The expanded timeline has been caused by a number of factors— namely, the acquisition of necessary permits, as well as ensuring on-time performance from electricians and plumbers, according to Stephens. In Rhode Island, anyone wishing to obtain a permit for new construction must first fill out a project certification form, in which they attach blueprint plans for the project, and then must complete a demolition application outlining any possible hazardous materials and outside companies that have installed service connections, or sewer lines, electrical and gas piping, and finally have the building cleared by a local fire marshal before any work can be started.
“The permits did set us back, and I’ve actually postponed the health inspection four times already,” Stephens said. “I don’t have the coffee maker hooked up yet because the electrical inspection hasn’t been done yet, because the electrical hasn’t been finished yet. It’s like one thing leads to another.” Adding to their setback was the fact that the old meditation room needed to be prepared in a manner that allows for the storage and production of food. Fiber reinforced with plastic panels needed to be placed on the walls behind any sink or coffee machine to be in compliance with health department regulations. Additionally, the refrigerators would not fit through the existing doorway, and a brick wall had to be taken down so they could be brought in.
The Daily Grind’s absence has affected students and the University alike. The coffee stand employed 20 students, who have not been able to work this semester.

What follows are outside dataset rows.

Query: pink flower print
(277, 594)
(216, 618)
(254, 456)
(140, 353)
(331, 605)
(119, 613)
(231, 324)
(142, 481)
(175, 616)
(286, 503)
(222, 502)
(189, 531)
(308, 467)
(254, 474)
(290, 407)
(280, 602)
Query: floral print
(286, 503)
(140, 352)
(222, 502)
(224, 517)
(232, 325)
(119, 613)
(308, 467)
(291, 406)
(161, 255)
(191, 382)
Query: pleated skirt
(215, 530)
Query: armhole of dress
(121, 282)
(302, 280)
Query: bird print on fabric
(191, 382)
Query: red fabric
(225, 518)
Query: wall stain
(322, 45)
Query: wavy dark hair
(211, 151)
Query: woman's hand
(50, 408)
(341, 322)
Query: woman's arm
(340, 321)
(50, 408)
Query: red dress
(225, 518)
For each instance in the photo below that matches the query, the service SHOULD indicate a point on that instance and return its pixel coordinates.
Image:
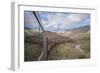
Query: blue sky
(57, 21)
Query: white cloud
(60, 20)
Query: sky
(56, 21)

“Up to this point in the fall semester last year, we had almost $75,00 in sales, which of course, we don’t have any of this year,” Stephens said. “I’ve got 20 employees who haven’t worked all semester. The employees really take pride and love the Daily Grind and want to work here.”
Stephens hopes to have a soft opening for the new Daily Grind by next Sunday, Dec. 10, that all electrical and plumbing systems will be completed by this Wednesday, Dec. 6, and that inspections will be completed by next Friday, Dec. 8 to begin training the employees.
“We recognize that there was a need here,” she said. “We have had some sort of coffee business for 20 years here in the library, and even if we don’t make money, we still know we need to be here. It’s providing a service for the students.”
If the construction of the Daily Grind is not completed by next Sunday and the coffee brewer and refrigerators are not able to be used, Stephens will be bringing in coffee from catering services and selling single cups during finals week.
“I know that students need this and want this,” she said. “It’s really taken a hit, and it’s too bad that we couldn’t be up for September.”